By now, most job seekers know that a general resume is not a one size fits all solution to their  job search. Each role requires a tailored resume, with specific resume keywords, accomplishments and other small customizations.

It helps to start with a solid industry-specific resume to act as a strong baseline in your job search. Start here if you want to write or improve upon your tech resume.

Keywords, Wording and Expanding Phrases

Believe it or not, the type of words and phrases you use in your resume can determine whether or not you get a job. When tailoring a resume, you should make sure skills and keywords correlate to the job posting exactly. This step appeals to both applicant tracking systems and hiring managers. In tech, these keywords will often be software and other skills like:

  • C#

  • C/C++

  • HTML

  • CSS

  • SOAP

  • Visual Studio

  • TFS

  • Python

  • Hadoop

  • Java

On a tech resume, it is especially important to explain how you came to learn each skill. For example, through a certain project, accomplishment or certification. Hiring managers want to know where your expertise comes from and in which ways each skill has been utilized.

If you find you are lacking important skills, certifications through online courses are a great way to gain beginner or intermediate-level skills without spending much money. Side projects, or contributing to open source projects, are other great ways to gain technical experience. Certifications and side projects help set you apart from other candidates.

Another way to make improvements on your tech resume to update your job titles. First, take a closer look at the responsibilities of the job for which you are applying. Are these responsibilities very similar to a job you’ve had in the past? If so, it is appropriate to edit the job title of a previous position to match the title of the job being advertised.

For example, if your previous official job title was “Big Data Developer” but your role included many similarities to the “Big Data Architect” role to which you’re applying, it’s acceptable to change the job title on your resume to match.

Parentheses can also be used. For instance, if your previous, “fun” company called you the “Manager of All Things Data,” you might want to put “Senior Data Scientist” in parentheses so there’s no confusion.

This is a great way to make sure the hiring manager sees your value even if just quickly scanning your resume.

Eliminate the “Fluff”

A tech resume should never have “fluff,” or extraneous information.
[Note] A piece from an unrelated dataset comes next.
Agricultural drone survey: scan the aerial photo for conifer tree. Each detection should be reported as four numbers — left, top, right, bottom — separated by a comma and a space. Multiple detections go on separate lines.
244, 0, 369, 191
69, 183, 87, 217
This might include your interests, irrelevant coursework and weak soft skills. After all, if you’re applying for a job in the tech industry, your resume should be technical.

The first place to look for fluff is in your summary statement. If your resume currently has a summary statement, ask yourself whether or not it is completely necessary. Summary statements can be useful when shifting careers, because they point out quantifiable accomplishments that may relate to the new career path, but in most cases don’t add much value.

So which sections are completely necessary? As a rule of thumb when writing a tech resume, it’s best to use the space you have to detail your relevant employment history and skills. Focus on your accomplishments, contributions to specific projects, results and other quantifiable information like stats and percentages.

The best tech resumes are clear, to the point and highly specialized to the industry. Show your accomplishments in the best light. Highlight the top skills needed for each job. Use side projects and certifications to set you apart from the crowd.